Замечательное влияние на этот кризис имело чтение Добролюбовым беллетристов 40-х годов – влияние, которого не избегали в те годы все сверстники Добролюбова. Изображения сентиментальных мечтателей вроде Адуева или бесхарактерных и безвольных Гамлетов вроде Вихляева, Шамилова и прочих, спускали молодых людей из заоблачных высот на землю, возбуждали их молодую энергию к развитию в себе характера и воли. То же самое испытал и Добролюбов:

«В начале прошлого года, – пишет он все о том же своем возрождении, – я как-то все сбивался; хотел походить на Печорина и Тамарина, хотел толковать, как Чацкий, а между тем представлялся каким-то Вихляевым и особенно похож был на Шамилова. Изображение этого человека глубоко укололо мое самолюбие, я устыдился, и если не тотчас принялся за дело, то, по крайней мере, сознал потребность труда, перестал заноситься в высшие сферы и мало-помалу исправляюсь теперь. Конечно, много здесь подействовало на меня и время, но не могу не сказать, что и чтение „Богатого жениха“ также способствовало этому. Оно пробудило и определило для меня давно спавшую во мне и смутно понимаемую мною мысль о необходимости труда и показало все безобразие, пустоту и несчастие Шамиловых. Я от души поблагодарил Писемского. Кто знает, может быть, он помог мне, чтобы я со временем лучше мог поблагодарить его…»

Прямым следствием этого пережитого в 17 лет кризиса было то, что Добролюбов почувствовал себя выросшим из рамок семинарского учения и далее оставаться в семинарии сделалось для него немыслимо. Так как отец Добролюбова наотрез отказал сыну в поступлении в университет, то Добролюбов решил поступить в петербургскую Духовную академию. На это дело старик согласился легче; не было возражений о трудности учиться, ни о возможности поступить туда; сказано было только несколько слов о его молодости, но юноша убедил, что молодому легче учиться, и дело было слажено.

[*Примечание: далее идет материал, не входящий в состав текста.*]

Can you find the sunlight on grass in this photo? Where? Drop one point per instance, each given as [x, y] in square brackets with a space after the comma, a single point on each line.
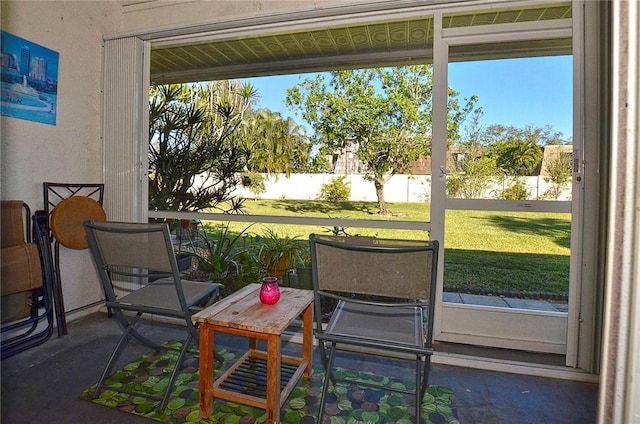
[485, 251]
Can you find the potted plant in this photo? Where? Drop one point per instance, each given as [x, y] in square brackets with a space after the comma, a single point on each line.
[279, 253]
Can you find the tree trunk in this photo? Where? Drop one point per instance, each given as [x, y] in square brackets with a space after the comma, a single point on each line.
[382, 205]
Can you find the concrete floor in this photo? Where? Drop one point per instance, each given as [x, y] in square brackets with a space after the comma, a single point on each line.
[43, 385]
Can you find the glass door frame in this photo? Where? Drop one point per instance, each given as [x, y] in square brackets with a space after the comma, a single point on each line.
[548, 331]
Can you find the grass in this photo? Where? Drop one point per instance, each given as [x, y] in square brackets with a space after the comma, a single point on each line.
[517, 254]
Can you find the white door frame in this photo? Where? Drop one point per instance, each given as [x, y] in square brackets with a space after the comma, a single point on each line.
[498, 327]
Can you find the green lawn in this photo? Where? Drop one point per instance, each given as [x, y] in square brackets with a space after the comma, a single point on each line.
[517, 254]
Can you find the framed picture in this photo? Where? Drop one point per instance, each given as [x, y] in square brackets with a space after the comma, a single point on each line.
[29, 74]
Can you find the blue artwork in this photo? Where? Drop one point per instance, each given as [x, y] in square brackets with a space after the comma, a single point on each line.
[29, 74]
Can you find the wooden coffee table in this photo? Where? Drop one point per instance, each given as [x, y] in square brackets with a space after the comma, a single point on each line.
[260, 379]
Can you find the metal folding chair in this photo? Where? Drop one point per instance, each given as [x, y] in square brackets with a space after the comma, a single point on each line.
[125, 254]
[26, 279]
[384, 292]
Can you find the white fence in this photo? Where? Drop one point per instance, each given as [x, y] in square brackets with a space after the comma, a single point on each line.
[400, 188]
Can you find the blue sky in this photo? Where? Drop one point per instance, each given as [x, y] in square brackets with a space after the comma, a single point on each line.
[518, 92]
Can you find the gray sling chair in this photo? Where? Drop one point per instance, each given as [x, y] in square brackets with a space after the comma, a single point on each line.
[385, 291]
[128, 252]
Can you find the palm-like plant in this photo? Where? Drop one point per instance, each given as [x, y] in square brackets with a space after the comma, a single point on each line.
[194, 153]
[279, 145]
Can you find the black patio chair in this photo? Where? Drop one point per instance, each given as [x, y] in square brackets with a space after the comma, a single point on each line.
[384, 292]
[127, 253]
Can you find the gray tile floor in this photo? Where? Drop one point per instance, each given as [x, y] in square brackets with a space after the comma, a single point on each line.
[43, 384]
[506, 302]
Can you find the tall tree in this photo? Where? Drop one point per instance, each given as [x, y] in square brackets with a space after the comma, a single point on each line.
[195, 156]
[384, 112]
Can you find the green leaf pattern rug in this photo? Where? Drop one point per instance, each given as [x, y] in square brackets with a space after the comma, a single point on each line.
[347, 403]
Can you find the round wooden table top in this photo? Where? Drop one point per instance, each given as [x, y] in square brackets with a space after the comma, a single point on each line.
[67, 220]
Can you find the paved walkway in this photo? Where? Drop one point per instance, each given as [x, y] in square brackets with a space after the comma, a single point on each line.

Лебедев свидетельствует, что в 1853 году был вызов из богословского класса (высшее отделение семинарии) в петербургскую Духовную академию и что отправили двоих, в том числе Добролюбова. Но это сомнительно. Если и был такой вызов в 1853 году, то он мог касаться лишь воспитанников, кончивших в том году семинарский курс. По крайней мере, Добролюбов ни слова не говорит ни о каком вызове, а дело представляет в таком виде, что после долгих колебаний были написаны Добролюбовым две просьбы: одна – к обер-прокурору Святейшего Синода, графу Протасову, другая – местному архиерею. 13 марта 1853 года прошение Протасову было отправлено в Петербург, а 4 августа Добролюбов выехал туда в сопровождении товарища своего Ивана Гавриловича Журавлева, который, как оказалось, один только ехал в Духовную академию по вызову.

Глава II

Поступление Добролюбова в педагогический институт. – Занятия его и отношения с профессорами и товарищами. – Потеря матери и отца и последствия ее

Трогательное впечатление производит первое письмо Добролюбова к своим родителям, писанное дорогой, в Москве 6 августа, рисующее юношу нежным «маменькиным сыночком», только что оперившимся и вылетевшим из родительского гнезда птенцом.

«Воображаю, милые мои папаша и мамаша, – пишет он в этом письме, – с каким мучительным беспокойством смотрели вы вслед удалявшемуся дилижансу, который оторвал меня от родимого края. Вас тревожила не столько горесть расставанья, сколько страх грядущих неприятностей, которые могли встретиться со мной на неведомом пути. Но Бог, которому молились так усердно все мы, и особенно вы, мамаша, милосердый Бог сохранил меня цела и невредима…»

Снарядив в дальнюю дорогу милого сынка, заботливая матушка не преминула снабдить его целым ворохом всякого рода печений и варений, и Добролюбов в том же письме считает нужным сообщить, что «до самой Москвы мы продовольствовались почти одним домашним запасом, а чаю, я полагаю, и в Петербурге мне не выпить: ужасающее количество; мятных лепешек станет на целую вечность, по замечанию Ивана Гавриловича».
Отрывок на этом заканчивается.